Si les yeux sont « les fenêtres de l’âme », les plantes, dans Metaflore, en sont les plongeoirs nouveaux. Vers une existence plus intense, une force intime excitée par une flore étrangère. Vers une mise en abyme qui nous sauve de la mise en pot. Vers la poésie vivante, ses courbes, ses gerbes et ses dentelures. Les portraits « anthropofleuris » de Metaflore, mouvants et émouvants, démocratise la lubie d’Alphonse Karr en y ajoutant la féérie de la modernité : la photographie, la vidéo, la musique électro, les partages en réseaux, l’intelligence connective. Quels commentaires accompagneront ces « bulles » d’êtres métaflorisés ? Quels destins se profileront à travers la verdure née des profils ? Sourire et danser avec des fleurs qui jaillissent de soi-même, n’est-ce pas la meilleure cure contre les boursuflures de l’ego, la vanité et la vacuité que l’on feint d’ignorer ?

Florigami
Florigami est déclinaison de Metaflore en rituel floral et origamique – l’origami étant l’art traditionnel japonais du papier plié et découpé.

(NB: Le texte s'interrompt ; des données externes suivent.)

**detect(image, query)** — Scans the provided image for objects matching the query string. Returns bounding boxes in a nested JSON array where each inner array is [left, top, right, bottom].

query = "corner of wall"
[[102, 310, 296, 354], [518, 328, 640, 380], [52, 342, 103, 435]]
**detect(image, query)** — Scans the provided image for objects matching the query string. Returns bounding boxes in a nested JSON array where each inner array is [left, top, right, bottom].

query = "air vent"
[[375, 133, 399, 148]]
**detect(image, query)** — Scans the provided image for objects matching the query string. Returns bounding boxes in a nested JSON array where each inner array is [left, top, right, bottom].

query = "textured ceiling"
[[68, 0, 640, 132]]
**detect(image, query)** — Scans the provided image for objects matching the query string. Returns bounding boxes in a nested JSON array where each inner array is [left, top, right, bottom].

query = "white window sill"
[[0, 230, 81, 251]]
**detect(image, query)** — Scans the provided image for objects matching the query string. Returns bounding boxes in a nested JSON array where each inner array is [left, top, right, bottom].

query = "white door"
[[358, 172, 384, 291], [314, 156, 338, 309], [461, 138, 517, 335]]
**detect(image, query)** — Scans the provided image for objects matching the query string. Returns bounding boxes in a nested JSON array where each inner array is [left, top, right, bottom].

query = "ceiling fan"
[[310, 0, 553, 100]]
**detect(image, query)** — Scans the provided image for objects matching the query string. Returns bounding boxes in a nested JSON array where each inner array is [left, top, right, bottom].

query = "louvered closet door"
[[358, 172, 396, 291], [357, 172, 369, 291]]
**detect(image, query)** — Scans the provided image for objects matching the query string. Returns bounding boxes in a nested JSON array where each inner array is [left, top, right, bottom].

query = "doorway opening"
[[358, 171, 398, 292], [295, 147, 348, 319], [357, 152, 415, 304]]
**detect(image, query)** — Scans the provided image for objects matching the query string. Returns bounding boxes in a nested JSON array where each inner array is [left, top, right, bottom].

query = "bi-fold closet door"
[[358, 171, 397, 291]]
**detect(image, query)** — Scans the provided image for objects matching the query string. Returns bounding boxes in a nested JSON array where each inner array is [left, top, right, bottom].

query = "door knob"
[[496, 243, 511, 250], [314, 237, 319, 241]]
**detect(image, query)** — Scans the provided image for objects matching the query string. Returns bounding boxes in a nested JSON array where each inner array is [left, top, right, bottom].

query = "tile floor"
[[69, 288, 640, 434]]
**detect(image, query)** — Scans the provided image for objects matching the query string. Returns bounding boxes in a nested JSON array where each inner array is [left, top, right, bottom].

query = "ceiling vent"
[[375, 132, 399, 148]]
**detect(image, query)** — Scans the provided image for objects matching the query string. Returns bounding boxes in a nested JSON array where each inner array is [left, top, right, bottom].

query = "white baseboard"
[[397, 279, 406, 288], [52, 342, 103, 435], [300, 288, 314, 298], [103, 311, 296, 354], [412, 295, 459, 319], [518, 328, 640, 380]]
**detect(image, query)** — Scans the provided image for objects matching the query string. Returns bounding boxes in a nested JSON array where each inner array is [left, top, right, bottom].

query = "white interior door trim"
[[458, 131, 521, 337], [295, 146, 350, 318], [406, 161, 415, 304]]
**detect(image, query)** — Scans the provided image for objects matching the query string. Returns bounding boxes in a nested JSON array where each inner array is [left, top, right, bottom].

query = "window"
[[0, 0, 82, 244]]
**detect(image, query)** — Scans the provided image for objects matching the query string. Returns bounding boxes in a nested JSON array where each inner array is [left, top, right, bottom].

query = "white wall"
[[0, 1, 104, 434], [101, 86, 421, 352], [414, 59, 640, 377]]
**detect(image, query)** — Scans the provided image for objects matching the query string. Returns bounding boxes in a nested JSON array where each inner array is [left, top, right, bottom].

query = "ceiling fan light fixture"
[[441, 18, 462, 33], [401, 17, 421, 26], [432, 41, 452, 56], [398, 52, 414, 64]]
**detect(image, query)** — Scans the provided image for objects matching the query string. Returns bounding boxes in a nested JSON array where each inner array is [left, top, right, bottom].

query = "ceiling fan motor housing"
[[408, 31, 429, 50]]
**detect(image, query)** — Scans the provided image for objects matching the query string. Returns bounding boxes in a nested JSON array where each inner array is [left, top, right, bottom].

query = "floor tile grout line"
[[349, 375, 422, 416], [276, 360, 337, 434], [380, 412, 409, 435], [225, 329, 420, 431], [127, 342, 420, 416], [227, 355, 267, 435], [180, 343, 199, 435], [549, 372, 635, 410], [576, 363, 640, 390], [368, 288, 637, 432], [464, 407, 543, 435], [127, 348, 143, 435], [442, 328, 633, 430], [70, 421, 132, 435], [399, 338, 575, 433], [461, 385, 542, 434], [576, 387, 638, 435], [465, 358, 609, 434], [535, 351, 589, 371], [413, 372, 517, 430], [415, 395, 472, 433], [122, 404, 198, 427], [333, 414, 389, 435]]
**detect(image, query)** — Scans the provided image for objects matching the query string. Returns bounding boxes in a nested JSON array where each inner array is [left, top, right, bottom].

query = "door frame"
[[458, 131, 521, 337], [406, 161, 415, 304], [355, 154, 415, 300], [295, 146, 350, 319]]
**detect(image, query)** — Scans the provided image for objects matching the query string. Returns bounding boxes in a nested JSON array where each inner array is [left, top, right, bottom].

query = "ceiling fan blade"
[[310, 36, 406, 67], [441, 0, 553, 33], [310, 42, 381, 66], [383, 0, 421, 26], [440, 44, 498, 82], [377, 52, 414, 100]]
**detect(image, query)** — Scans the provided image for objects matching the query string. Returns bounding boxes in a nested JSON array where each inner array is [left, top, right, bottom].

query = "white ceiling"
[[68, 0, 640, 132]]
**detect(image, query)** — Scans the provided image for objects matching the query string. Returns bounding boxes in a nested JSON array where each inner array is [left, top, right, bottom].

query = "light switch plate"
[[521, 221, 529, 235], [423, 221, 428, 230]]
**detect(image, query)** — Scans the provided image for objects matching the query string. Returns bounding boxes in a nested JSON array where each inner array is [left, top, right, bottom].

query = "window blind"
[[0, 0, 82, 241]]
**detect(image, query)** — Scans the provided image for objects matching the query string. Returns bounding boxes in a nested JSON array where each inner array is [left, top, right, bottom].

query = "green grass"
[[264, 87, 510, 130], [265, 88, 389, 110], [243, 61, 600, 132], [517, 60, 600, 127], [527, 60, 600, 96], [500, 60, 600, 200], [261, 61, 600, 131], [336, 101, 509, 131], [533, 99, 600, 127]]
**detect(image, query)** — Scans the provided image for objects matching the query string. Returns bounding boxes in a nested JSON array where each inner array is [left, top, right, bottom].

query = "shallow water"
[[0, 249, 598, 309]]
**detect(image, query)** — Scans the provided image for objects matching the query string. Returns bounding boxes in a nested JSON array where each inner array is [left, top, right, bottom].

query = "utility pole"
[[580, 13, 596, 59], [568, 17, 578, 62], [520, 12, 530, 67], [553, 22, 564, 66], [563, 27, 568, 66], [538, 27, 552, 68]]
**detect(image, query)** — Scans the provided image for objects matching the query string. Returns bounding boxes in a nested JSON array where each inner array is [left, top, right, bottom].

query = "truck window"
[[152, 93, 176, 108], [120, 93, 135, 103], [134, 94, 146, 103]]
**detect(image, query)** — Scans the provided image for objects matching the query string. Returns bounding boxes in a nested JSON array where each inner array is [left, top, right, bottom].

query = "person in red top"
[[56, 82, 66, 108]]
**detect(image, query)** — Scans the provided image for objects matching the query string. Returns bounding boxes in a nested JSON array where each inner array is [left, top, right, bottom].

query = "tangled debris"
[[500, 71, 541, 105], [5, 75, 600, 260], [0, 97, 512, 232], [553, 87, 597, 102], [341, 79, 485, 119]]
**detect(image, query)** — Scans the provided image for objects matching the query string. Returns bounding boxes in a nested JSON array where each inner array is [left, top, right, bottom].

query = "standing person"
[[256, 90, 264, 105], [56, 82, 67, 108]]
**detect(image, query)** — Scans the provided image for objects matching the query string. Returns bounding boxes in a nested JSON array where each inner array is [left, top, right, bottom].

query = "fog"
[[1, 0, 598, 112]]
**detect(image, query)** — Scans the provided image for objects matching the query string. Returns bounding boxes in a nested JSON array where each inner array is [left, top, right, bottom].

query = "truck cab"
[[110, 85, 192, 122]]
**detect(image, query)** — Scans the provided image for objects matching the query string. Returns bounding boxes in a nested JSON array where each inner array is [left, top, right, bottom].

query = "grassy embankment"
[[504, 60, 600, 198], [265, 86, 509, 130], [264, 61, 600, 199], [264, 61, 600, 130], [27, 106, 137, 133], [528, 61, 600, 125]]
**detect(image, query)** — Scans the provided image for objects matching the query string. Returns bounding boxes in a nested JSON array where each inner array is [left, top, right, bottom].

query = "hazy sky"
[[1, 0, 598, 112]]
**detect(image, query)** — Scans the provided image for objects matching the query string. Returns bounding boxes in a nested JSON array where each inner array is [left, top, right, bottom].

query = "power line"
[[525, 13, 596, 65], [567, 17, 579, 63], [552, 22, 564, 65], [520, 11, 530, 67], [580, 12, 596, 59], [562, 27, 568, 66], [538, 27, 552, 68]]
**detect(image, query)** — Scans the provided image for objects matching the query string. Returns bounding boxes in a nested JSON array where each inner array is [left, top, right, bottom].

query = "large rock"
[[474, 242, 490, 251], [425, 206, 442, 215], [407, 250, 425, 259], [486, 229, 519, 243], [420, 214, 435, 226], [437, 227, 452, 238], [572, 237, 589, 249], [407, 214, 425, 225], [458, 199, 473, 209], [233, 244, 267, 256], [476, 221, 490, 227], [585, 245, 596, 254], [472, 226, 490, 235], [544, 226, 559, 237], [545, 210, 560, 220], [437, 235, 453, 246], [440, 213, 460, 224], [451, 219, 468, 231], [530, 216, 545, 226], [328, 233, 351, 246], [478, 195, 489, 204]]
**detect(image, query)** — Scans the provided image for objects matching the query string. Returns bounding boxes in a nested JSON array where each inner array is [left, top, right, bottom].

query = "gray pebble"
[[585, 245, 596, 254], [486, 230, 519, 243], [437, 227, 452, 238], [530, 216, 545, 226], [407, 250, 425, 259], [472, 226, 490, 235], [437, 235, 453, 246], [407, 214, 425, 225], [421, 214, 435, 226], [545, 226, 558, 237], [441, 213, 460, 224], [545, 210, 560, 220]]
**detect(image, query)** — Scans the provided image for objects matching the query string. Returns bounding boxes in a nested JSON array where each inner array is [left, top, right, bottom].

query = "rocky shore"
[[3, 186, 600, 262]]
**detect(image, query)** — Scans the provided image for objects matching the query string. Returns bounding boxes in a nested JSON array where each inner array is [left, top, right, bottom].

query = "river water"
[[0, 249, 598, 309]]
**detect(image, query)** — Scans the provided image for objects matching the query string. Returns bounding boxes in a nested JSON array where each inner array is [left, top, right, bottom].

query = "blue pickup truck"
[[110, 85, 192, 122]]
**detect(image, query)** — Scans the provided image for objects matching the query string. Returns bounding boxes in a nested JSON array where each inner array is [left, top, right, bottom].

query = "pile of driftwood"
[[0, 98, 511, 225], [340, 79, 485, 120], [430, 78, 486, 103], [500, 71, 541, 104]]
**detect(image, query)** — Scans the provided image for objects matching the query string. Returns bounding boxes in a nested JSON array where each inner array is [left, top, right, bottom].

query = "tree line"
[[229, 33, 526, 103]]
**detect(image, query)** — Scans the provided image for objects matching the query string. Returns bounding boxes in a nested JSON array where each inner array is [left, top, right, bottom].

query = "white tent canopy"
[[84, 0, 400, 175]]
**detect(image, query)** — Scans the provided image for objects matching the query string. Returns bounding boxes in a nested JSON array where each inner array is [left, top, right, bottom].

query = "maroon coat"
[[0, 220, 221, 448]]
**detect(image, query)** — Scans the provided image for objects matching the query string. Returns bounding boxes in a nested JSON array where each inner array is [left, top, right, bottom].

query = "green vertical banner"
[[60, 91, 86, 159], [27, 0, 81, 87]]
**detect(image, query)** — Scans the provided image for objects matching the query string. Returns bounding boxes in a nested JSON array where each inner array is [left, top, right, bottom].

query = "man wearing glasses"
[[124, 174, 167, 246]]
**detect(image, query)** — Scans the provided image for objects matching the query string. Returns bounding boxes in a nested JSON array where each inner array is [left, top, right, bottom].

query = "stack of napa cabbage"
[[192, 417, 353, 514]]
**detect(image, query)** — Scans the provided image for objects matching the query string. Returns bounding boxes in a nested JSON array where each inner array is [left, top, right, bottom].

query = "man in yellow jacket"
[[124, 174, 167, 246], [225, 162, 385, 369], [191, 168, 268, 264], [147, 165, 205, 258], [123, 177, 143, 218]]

Cinq feuilles de papier de couleur différentes sont présentées au sujet. Il choisit la couleur qui lui fait le plus de bien. Puis, on l’invite à écrire dessus une lettre adressée à lui-même, lettre dont on le prévient qu’elle sera rendue publique et lue par les artistes de la cérémonie. La lettre est lue et photographiée. Puis Chau Nguyen la plie et la découpe selon son inspiration, tandis que Sandra Abouav confesctionne la coiffe florale, à laquelle elle ajoutera la figurine pliée en touche finale. Le texte retranscrit accompagnera le portrait photographique. Le sujet repart avec sa figurine, qu’il peut brûler où et quand bon lui semble en conférant à ce rituel le sens qu’il désire.